Designer Outlet West Midlands
- Coordinates: 52°41′19″N 2°00′51″W﻿ / ﻿52.6885°N 02.0143°W
- Address: Eastern Way, Cannock WS11 7JZ, Staffordshire, England
- Opening date: April 2021
- No. of stores and services: Approx. 63
- Total retail floor area: 26,477 m^{2} (285,000 sq ft)
- Website: www.mcarthurglen.com/en/outlets/uk/designer-outlet-west-midlands/ https://www.mcarthurglen.com/outlets/en/uk/designer-outlet-west-midlands/

= Designer Outlet West Midlands =

The Designer Outlet West Midlands is an outlet shopping centre near Cannock, Staffordshire, England. It is owned by McArhurGlen Group and is the company's 7th designer outlet in the UK. Permission was granted for the construction of the shopping centre in 2016 and work began in 2017. Due to the COVID-19 pandemic, the opening of the centre was delayed from Autumn 2020 to early 2021. The centre officially opened to customers in April 2021.

==Stores==
The outlet consists of a range of designer brand stores offering clothing, beauty, homeware, gifts, and accessories at discounted prices. In January 2021 the centre was stated to be built and opened in two phases, with the first phase seeing the opening of around 80 stores along with a number of restaurants and cafes, and the second phase - to begin on or shortly after completion of the first - increasing the number of stores to around 130. As of August 2023, there were around 63 stores and 8 restaurants listed on the official website.

==Local concerns==
After completion of the buildings and car park, a sign measuring 50 ft tall was erected at the centre entrance. Local residents expressed concern at the sign's scale and a councillor at Cannock Chase Council began a petition to have it taken down or reduced in size. McArthurGlen said they have legal permission to keep the sign in place as it was part of their original plans. Concerns were also raised over the centre's name, "Designer Outlet West Midlands", with some locals preferring a reference to Cannock or the county of Staffordshire.

==Transport links==
The shopping centre is close to Cannock station on the Chase Line with services to Birmingham International, Birmingham New Street, Walsall and Rugeley Trent Valley on the West Coast Main Line as well as occasional services to Wolverhampton.

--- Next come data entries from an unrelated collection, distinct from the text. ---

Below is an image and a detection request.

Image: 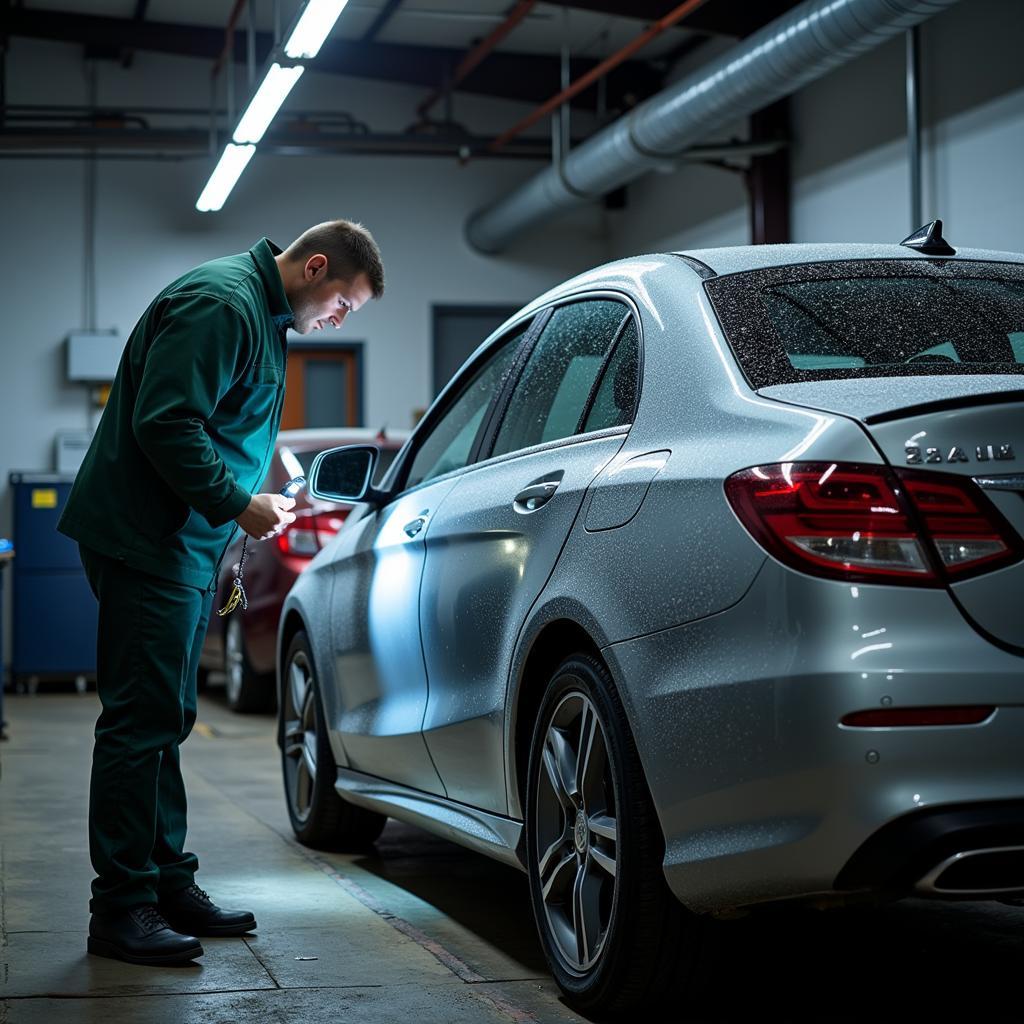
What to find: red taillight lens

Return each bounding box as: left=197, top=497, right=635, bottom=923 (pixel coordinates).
left=725, top=463, right=1021, bottom=587
left=897, top=470, right=1020, bottom=580
left=842, top=705, right=995, bottom=729
left=278, top=509, right=348, bottom=558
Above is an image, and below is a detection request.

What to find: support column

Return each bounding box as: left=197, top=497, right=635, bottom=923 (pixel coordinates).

There are also regular buses which call into the three bus stops within the centre grounds, and two at the side entrance by Mill Farm PH. These run services to Burntwood, Lichfield, Cannock, Great Wyrley, Brownhills, Norton Canes, Walsall and Birmingham. Service X51 (Cannock-Birmingham) is one of the few services which operate in Staffordshire on Sundays. Live departure screens are in situ at each stop for passenger information.